Problems: 1. creating mini batches. 2. CUDA memory error

crayoneater · March 17, 2022, 3:36am

Hi Dan, for #1 you will usually be better off increasing the number of images in your training set. That almost always helps things along. Other things you may want to try are adjusting the number of layers or nodes in your neural network, augmenting the data (as discussed in what others have posted above) and increasing the dropout rate. I’m sure all of these are covered somewhere in Part 1 and/or 2, but I confess I am an old-school Andrew Ng/Coursera deep learner, and am less familiar with the fast.ai course progression.

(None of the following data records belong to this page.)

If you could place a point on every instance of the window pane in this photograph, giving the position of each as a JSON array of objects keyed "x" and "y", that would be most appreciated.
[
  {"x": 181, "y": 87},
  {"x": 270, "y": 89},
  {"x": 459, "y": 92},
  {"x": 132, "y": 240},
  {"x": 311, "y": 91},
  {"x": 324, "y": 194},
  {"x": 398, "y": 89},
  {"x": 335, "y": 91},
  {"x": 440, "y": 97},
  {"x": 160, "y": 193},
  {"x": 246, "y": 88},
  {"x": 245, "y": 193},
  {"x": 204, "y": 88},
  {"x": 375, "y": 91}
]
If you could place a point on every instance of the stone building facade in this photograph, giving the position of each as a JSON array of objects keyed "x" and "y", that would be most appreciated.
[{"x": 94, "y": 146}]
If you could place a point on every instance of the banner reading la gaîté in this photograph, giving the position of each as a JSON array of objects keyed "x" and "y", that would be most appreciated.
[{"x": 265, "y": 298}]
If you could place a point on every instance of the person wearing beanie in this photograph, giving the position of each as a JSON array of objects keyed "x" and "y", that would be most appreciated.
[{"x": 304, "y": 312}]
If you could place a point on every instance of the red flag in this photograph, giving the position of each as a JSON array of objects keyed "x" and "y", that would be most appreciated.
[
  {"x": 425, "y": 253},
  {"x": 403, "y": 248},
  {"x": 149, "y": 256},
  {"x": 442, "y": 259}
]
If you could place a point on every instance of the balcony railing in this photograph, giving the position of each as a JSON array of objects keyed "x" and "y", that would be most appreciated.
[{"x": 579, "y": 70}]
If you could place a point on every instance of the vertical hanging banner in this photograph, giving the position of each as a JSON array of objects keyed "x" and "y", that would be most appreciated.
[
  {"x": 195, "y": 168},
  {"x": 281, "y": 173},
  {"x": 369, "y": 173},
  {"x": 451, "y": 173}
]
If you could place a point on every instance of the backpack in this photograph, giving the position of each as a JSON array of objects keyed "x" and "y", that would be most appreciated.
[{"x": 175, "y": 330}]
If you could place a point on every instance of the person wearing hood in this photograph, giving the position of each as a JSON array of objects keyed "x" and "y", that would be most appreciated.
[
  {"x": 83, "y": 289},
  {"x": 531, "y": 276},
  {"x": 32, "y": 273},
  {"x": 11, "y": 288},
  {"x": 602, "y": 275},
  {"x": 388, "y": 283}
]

The more data and/or complex features you add, the more epochs you will probably need to run, as the model will be slower to converge. But you are more likely to get better results. This is very different than just running for more epochs without changing anything else (your second suggestion). If you do that, the model will appear to keep getting better and better on your training set, but eventually it may overfit and your real world results will actually get worse. This is the difference between training loss and validation loss (the latter is what I would call your “K parameter”).

For #2, if your purpose is to simultaneously compare results based on two different training sets, I think you’d have to run that on two machines (or one machine with 2 GPU’s, using a different run on each GPU). There’s another concept called data parallelization, where you spread a single training set over multiple GPU’s, but that doesn’t sound like what you have in mind (and I’m not very familiar with it).